A verdade é que o incentivo do governo está mais para uma promoção ao estilo “o gerente ficou maluco”, com o simples objetivo de queima de estoque dos veículos já entulhados nos pátios de montadoras brasileiras.

No final, os reais beneficiários do incentivo do governo federal serão às montadoras locais e os clientes já habituais que comprarão os mesmos carros por um preço menor. Lógico que seria uma hipocrisia minha dizer que nenhum cidadão será beneficiado, com certeza aparecerão oportunidades de comprar os mesmos carros que já existem no mercado atual ou um seminovo desvalorizado.

Para mim, esse incentivo é um prêmio para a ineficiência, visto que não há influência nenhuma no desenvolvimento tecnológico local, apenas a proteção daqueles que sempre tiveram as benesses e a proteção contra competidores externos.
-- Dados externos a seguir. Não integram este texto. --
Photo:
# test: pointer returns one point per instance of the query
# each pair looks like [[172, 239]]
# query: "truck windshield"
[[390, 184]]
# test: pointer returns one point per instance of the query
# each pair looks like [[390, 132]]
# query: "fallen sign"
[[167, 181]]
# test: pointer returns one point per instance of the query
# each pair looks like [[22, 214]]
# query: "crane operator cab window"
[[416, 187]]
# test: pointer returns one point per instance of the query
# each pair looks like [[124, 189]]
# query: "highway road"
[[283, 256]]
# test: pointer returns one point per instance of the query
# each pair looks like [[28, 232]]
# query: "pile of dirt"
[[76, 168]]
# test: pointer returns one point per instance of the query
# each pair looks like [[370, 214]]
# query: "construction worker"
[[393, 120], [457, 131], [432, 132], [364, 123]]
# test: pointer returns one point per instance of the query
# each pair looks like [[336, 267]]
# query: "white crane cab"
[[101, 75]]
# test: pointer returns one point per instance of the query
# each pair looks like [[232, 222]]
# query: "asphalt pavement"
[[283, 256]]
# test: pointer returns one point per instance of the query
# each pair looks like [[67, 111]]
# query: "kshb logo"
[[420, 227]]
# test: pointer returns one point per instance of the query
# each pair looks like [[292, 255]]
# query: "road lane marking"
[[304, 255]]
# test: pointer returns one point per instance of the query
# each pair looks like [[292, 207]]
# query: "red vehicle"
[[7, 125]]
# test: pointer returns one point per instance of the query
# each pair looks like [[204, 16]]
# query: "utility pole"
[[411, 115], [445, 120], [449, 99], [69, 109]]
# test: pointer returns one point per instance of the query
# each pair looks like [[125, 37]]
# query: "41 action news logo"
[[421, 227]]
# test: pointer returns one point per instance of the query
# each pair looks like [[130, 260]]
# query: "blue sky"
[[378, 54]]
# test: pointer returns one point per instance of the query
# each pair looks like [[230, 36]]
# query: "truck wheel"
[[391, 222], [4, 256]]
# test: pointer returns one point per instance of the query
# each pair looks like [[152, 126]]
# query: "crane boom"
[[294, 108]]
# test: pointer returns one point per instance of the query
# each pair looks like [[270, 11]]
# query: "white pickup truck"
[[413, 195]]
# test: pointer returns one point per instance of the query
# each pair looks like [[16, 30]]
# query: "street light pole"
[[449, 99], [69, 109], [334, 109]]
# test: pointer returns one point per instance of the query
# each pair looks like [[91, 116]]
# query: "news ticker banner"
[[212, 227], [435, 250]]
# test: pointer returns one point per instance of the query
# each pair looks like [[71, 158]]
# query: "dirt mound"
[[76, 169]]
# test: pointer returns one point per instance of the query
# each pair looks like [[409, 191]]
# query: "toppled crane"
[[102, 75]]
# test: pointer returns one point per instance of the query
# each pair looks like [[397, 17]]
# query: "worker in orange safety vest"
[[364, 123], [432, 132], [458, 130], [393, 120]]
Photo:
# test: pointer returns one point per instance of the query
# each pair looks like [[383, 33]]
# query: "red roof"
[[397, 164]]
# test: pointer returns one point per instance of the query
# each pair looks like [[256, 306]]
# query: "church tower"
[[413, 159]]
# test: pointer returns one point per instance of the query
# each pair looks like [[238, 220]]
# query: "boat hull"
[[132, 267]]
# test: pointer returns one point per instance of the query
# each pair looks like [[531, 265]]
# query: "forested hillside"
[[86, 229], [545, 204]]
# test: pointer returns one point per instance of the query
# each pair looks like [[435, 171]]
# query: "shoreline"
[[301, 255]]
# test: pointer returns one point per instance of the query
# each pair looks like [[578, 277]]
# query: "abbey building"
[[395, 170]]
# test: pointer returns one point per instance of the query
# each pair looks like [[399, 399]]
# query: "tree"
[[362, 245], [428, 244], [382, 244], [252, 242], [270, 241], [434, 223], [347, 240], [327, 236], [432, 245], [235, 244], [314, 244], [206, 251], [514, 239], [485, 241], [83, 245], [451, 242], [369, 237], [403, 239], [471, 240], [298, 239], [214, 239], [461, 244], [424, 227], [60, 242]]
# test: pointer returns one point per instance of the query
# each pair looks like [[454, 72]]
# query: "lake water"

Se o INOVAR AUTO de 2013 foi ruim para a competitividade de tecnologias, a proposta atual será ainda pior.

Como já disse outras vezes, não há motivos para proteger o mercado interno de algum produto feito no exterior se não houver nada semelhante sendo fabricado aqui. Seria o mesmo que desonerar os impostos das chaves de fenda para que as pessoas não comprem martelos feitos na China. No dia que tivermos produção local de veículos elétricos, talvez isso faça algum sentido, mas ainda eu tenderia em apoiar a competitividade e a variedade de produtos à venda.

Outro detalhe importante que precisa ser avaliado é que, quando existe renúncia fiscal de um lado, a arrecadação precisa ser coberta em outra parte. No final das contas, a sociedade será pouco beneficiada com a renúncia fiscal para a comercialização de veículos já produzidos em volume maior que a capacidade de compra e venda.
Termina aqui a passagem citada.